The binary variable can be treated as follows:
- MIP that fixes variables and then runs with them fixed.
- LP that receives variables to be fixed from a previous problem: the binary variables from the ex-ante physical or commercial problem.
- LP that runs relaxed.
Ex-Post Commercial
The Ex-Post Commercial step is responsible for calculating the clearing prices of the real-time market.
To calculate the prices there are three options:
- MIP that fixes variables and then runs with them fixed.
- LP that receives variables to be fixed from a previous problem: it can receive the binary variables from the ex-ante or ex-post physical problems.
- LP that runs relaxed.
In all procedures, it's possible to add the FCF from the MinCost module and a wave-guide curve as a tie-break for the Virtual Reservoir bids.
Model Clearing model types
The Market Clearing can be calculated in three ways:
- Cost Based Dispatch: The dispatch is calculated based only on the physical attributes of the system. The objective is to minimize the total cost of the system. No bids are considered in this case.
- Bid Based Dispatch: The dispatch is calculated based only on the bids submitted by the agents. The objective is to minimize the total cost of the bids accepted by the Operator. The physical constraints are not considered in this case.
- Hybrid Dispatch: The dispatch is calculated based on the bids submitted by the agents and the physical constraints of the system serve as a limit for the accepted bids and a tie-break for the bids with the same cost. The objective is to minimize the total cost of the bids accepted by the Operator.

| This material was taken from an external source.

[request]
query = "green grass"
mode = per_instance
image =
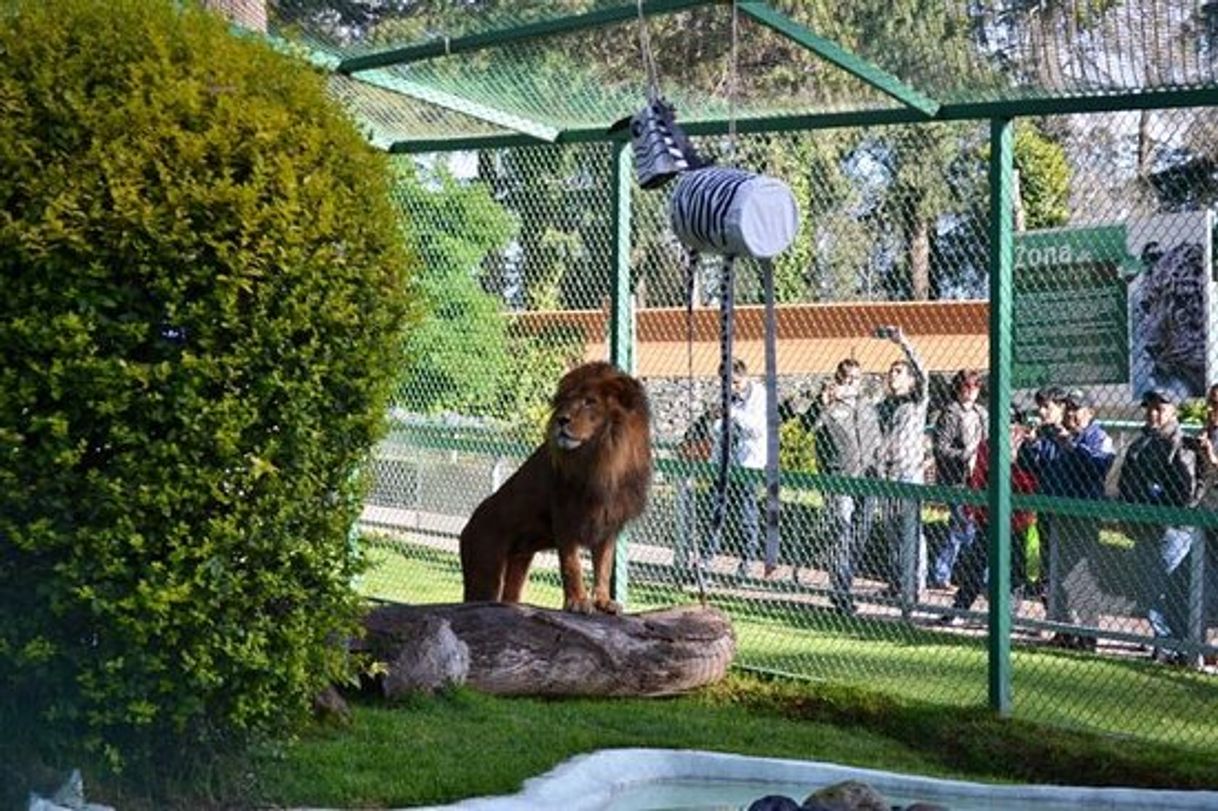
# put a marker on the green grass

Any step of the Market Clearing can be calculated with any of the three model types described above.
Standard Reservoir settlement
This is a post processing feature related to the revenue of the agents that isn't related to Virtual Reservoirs. Notation:
\[\omega \in \{\text{ex-ante}, \text{ex-post}\}\]
: subproblem types.\[q^{\omega}\]
: primal variable representing the quantity of energy dispatched in the ex-ante or ex-post physical subproblem.\[\pi^{\omega}\]

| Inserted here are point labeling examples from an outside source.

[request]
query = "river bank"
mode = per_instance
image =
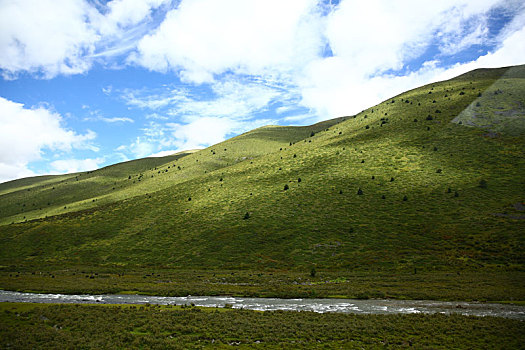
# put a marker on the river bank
(355, 306)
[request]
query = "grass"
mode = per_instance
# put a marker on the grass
(421, 209)
(152, 327)
(481, 285)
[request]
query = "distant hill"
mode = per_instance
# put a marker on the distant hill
(431, 178)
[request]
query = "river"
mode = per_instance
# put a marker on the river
(356, 306)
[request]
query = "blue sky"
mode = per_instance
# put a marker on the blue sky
(86, 84)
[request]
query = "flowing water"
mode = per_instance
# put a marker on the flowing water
(369, 306)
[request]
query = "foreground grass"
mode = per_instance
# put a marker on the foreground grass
(478, 285)
(159, 327)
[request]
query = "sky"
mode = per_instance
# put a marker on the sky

: dual variable representing the marginal costs in the ex-ante or ex-post commercial subproblem.
The revenue of the agents is calculated as follows:
| Settlement Type | Expression |
|---|---|
| EX_POST | $q^{\text{ex-post}} \pi^{\text{ex-post}}$ |
| EX_ANTE | $q^{\text{ex-post}} \pi^{\text{ex-ante}}$ |
| DUAL | $q^{\text{ex-ante}} \pi^{\text{ex-ante}}+(q^{\text{ex-post}}-q^{\text{ex-ante}} ) \pi^{\text{ex-post}}$ |
- The default file for generation is the Physical Problem. If this file is unavailable due to being skipped, the model will use the Commercial Problem instead, but a warning will be generated to indicate a non-standard execution type.
- The default file for marginal costs is the Commercial Problem. If this file is unavailable due to being skipped, the model will use the Physical Problem instead.
- In EX_ANTE or DUAL settlements, if both the Ex Ante Physical and Ex Ante Commercial Problems or both Ex Post Physical and Ex Post Commercial Problems are skipped, an error will occur.
- In EX_POST settlements, if both the Ex Post Physical and Ex Post Commercial Problems are skipped, an error will occur.